‘Rajathanthiram’ better be worth it, I thought to myself, as I stepped into the familiar staleness of auditorum #2 at Towne 3. First it was a friend who hyped it, a trip on Saturday turned a no-show – “We haven’t received the disc yet.”, he announced without an air or apology and on Monday – “Sorry, we have the disc now, but not the key. Please call back”. This film was going to get it even if it was on par. Unfair on the movie? Yes. Was I in a mood to be fair? Nope.
Very excited and happy to report, ‘Rajathandhiram’ raises the bar for Tamil thrillers (and movies generally keeping away from the masala formula). After ‘Rajathandhiram’, it’s going to be a tough suit to follow. By a neat margin, this is one of the most satisfying, smart and entertaining movie of this year, even a notch above the cream of 2014 (and definitely those from 2013).

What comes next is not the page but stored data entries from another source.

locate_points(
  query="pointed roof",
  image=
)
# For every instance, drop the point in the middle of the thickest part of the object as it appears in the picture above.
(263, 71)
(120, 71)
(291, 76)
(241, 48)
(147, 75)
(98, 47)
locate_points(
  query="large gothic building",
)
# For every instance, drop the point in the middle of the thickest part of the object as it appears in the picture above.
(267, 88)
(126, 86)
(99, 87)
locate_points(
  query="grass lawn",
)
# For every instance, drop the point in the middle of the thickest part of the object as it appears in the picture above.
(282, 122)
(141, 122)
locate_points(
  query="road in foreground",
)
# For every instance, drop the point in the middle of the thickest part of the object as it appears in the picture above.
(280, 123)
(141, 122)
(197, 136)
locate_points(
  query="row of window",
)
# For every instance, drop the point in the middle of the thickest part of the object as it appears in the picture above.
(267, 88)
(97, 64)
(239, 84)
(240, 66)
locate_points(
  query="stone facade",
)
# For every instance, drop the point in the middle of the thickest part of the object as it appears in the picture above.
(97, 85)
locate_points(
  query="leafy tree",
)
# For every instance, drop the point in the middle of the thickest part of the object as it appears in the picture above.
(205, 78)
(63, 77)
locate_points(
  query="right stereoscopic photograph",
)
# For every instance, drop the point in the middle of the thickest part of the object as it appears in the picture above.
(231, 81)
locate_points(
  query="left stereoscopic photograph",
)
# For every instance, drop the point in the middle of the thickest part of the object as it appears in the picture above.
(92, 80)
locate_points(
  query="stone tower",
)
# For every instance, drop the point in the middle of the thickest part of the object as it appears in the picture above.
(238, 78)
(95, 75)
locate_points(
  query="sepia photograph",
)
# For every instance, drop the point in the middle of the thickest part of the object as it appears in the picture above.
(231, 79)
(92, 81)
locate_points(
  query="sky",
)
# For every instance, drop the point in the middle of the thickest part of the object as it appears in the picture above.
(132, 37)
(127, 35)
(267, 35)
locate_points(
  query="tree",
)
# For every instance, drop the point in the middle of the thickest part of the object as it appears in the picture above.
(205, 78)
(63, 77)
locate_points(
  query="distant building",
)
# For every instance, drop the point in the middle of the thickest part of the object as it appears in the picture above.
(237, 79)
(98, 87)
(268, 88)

‘Rajathandiram’ satiates every probability of a tamil audience’s notion of a நல்ல படம், excels in every craft that gratifies a critic and sends you out with a smile on your face and a respect that very few movies accord you.
A heist film is predictable in certain ways. You pretty much know the ending, you can even guess the interval block and can clearly pick the script trying to muddle the predictability by throwing in too many characters and multiplying the motives by as many factors. So, how does the script stay ahead of us. The director, has an answer and it is never lazy, cheap or without breaking a sweat.

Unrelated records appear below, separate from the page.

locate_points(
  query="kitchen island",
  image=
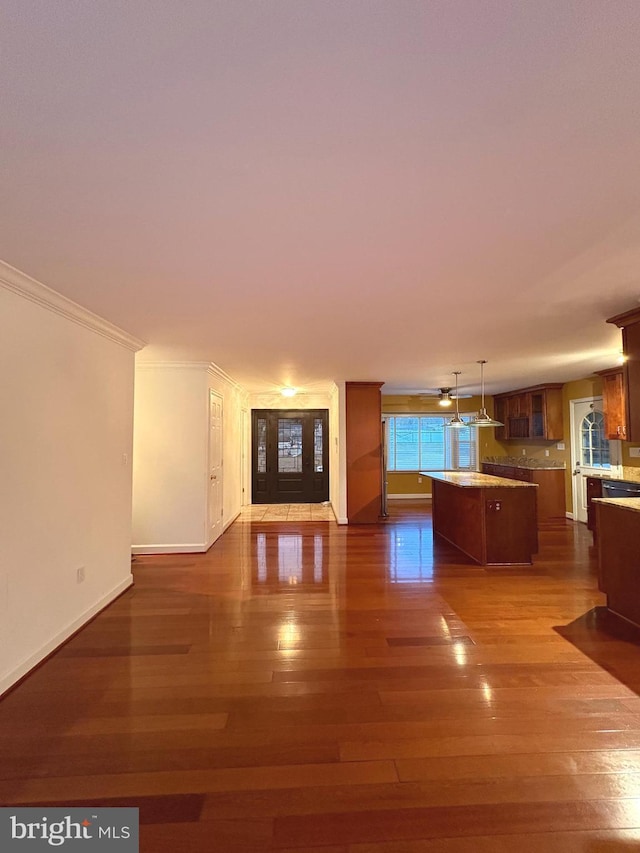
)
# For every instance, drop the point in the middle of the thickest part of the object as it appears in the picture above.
(618, 526)
(491, 519)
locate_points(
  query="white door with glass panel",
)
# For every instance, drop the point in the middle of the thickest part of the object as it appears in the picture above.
(215, 466)
(589, 450)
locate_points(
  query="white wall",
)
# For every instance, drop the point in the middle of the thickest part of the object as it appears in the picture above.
(169, 459)
(337, 429)
(66, 380)
(171, 465)
(233, 445)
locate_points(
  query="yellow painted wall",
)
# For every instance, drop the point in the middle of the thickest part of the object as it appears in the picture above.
(406, 483)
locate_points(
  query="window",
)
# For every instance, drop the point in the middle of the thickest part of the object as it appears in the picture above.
(594, 450)
(423, 443)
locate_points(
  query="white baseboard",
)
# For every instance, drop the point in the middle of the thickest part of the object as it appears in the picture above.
(187, 548)
(231, 520)
(421, 496)
(14, 675)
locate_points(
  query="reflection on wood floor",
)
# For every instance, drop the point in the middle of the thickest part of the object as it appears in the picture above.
(344, 690)
(287, 512)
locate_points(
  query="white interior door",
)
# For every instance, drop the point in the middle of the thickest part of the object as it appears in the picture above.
(589, 450)
(215, 466)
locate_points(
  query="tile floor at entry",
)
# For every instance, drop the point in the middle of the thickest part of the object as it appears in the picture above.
(287, 512)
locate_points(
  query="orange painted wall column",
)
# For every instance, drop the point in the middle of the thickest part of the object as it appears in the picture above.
(364, 451)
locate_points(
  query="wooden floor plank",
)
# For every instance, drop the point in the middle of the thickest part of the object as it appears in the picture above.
(406, 702)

A G Amid, of course, is the master who pulls all these string with the grasp of a veteran, not a debutante. Keeping the thriller edge-of-the-seat is one thing, but never letting the humour run dry is a skill that is never an easy stock. The mark of a mature director is how seldom he cashes in on cliches, when it is ripe for the picking. Not just side-stepping cliches, the script treats its characters with a deeper mind and attributes that stays rational and true to type.

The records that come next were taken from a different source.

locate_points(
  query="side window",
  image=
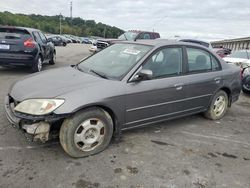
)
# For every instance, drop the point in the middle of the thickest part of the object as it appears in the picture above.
(44, 39)
(165, 62)
(215, 63)
(198, 60)
(37, 37)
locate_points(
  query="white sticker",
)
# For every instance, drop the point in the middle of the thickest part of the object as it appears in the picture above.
(131, 51)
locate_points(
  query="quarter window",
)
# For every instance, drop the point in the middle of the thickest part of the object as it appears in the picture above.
(165, 62)
(201, 61)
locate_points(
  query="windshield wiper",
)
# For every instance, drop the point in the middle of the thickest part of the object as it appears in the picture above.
(98, 74)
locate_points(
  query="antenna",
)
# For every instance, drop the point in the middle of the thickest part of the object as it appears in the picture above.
(71, 4)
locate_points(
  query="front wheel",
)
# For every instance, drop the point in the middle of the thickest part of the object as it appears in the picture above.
(86, 133)
(218, 106)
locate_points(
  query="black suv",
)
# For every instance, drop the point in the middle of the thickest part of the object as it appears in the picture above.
(29, 47)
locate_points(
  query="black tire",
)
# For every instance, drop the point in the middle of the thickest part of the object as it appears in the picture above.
(72, 125)
(210, 113)
(246, 84)
(52, 59)
(37, 65)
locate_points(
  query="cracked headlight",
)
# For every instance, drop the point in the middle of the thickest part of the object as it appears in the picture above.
(38, 106)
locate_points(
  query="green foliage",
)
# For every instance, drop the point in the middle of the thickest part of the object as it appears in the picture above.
(51, 24)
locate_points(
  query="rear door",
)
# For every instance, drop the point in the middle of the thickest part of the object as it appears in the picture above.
(203, 77)
(159, 98)
(12, 40)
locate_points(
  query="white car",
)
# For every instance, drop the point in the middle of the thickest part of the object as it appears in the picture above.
(240, 58)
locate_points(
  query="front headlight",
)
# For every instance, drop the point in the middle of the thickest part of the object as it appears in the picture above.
(38, 106)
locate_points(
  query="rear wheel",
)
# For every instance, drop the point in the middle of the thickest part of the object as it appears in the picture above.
(52, 59)
(86, 133)
(218, 106)
(37, 65)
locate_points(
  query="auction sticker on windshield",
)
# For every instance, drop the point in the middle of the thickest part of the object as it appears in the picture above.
(4, 47)
(131, 51)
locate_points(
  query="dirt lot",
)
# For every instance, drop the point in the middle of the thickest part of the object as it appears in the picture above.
(188, 152)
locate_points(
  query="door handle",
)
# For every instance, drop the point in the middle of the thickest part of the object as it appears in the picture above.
(217, 80)
(178, 86)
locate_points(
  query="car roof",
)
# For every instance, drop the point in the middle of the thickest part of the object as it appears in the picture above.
(162, 42)
(245, 50)
(21, 28)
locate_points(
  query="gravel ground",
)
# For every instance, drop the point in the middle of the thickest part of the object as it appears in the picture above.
(190, 152)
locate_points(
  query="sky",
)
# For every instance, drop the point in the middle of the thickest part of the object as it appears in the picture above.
(208, 19)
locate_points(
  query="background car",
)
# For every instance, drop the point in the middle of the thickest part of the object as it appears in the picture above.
(246, 80)
(57, 40)
(27, 47)
(131, 35)
(148, 81)
(222, 52)
(240, 58)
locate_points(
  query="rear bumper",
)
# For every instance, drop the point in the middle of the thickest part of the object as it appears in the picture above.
(8, 59)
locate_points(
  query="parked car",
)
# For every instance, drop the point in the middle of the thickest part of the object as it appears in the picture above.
(195, 41)
(222, 52)
(240, 58)
(86, 40)
(131, 35)
(66, 39)
(57, 40)
(28, 47)
(246, 80)
(127, 85)
(71, 38)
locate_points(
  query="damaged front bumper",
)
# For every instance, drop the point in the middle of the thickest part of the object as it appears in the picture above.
(36, 128)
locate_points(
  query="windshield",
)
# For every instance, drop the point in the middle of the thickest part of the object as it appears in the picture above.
(128, 36)
(240, 54)
(115, 61)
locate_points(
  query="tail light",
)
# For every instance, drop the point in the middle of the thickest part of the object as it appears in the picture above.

There are minor things that you notice that spell immense promise for Amid. An emotionally charged confrontation between, friends on the cusp of being lovers, is nipped by the arrival of kids walking in line between the two; the scene is beautifully transformed into two aching hearts forced into silence and painful rumination. An inspector checking into his station, discreetly wipes his விபூதி off, to present himself has even-handed.
Veera (a GVM assistant) who had to pick up on the unfortunate opportunity of playing a Norman Bates in ‘Nadunisi Naaygal’ gets a rare (unlikely, in Tamil cinema) comeback with ‘Rajathandhiram’. Here is a chocolate-faced lead, in the mould of Madhavan, who breaks the cast to play a street-smart, conman with a heart of gold. The gorgeous Regina Cassandra, another actress who has played pretty unremarkable roles earlier in tamil, gets a proper showcase for her acting.
The guys who steals out heart is Darbuka Siva who isn’t just another RJ turned comedian, but an actor with a crafty sense of timing, delivery and the knack to gab in Madras lingo like he lives it. Pattiyal K Shekar as Kanchi Azhgappan is possibly a cool cross-forge of undramatic villainy between G Umapathi (in Agni Naksathiram) and Bharathiraja (in Aayitha Ezhuthu).
Picking Sandeep Chowta’s background score for a film with a single song (by G V Prakash) calls to attention the director’s judgement or having Ghibran for a brother has its perks with making pairing the right talent to he right genre.
I’d demand that Rajathandhiram ought to be watched in theatres. Of course, the word-of-mouth must have beat me to it.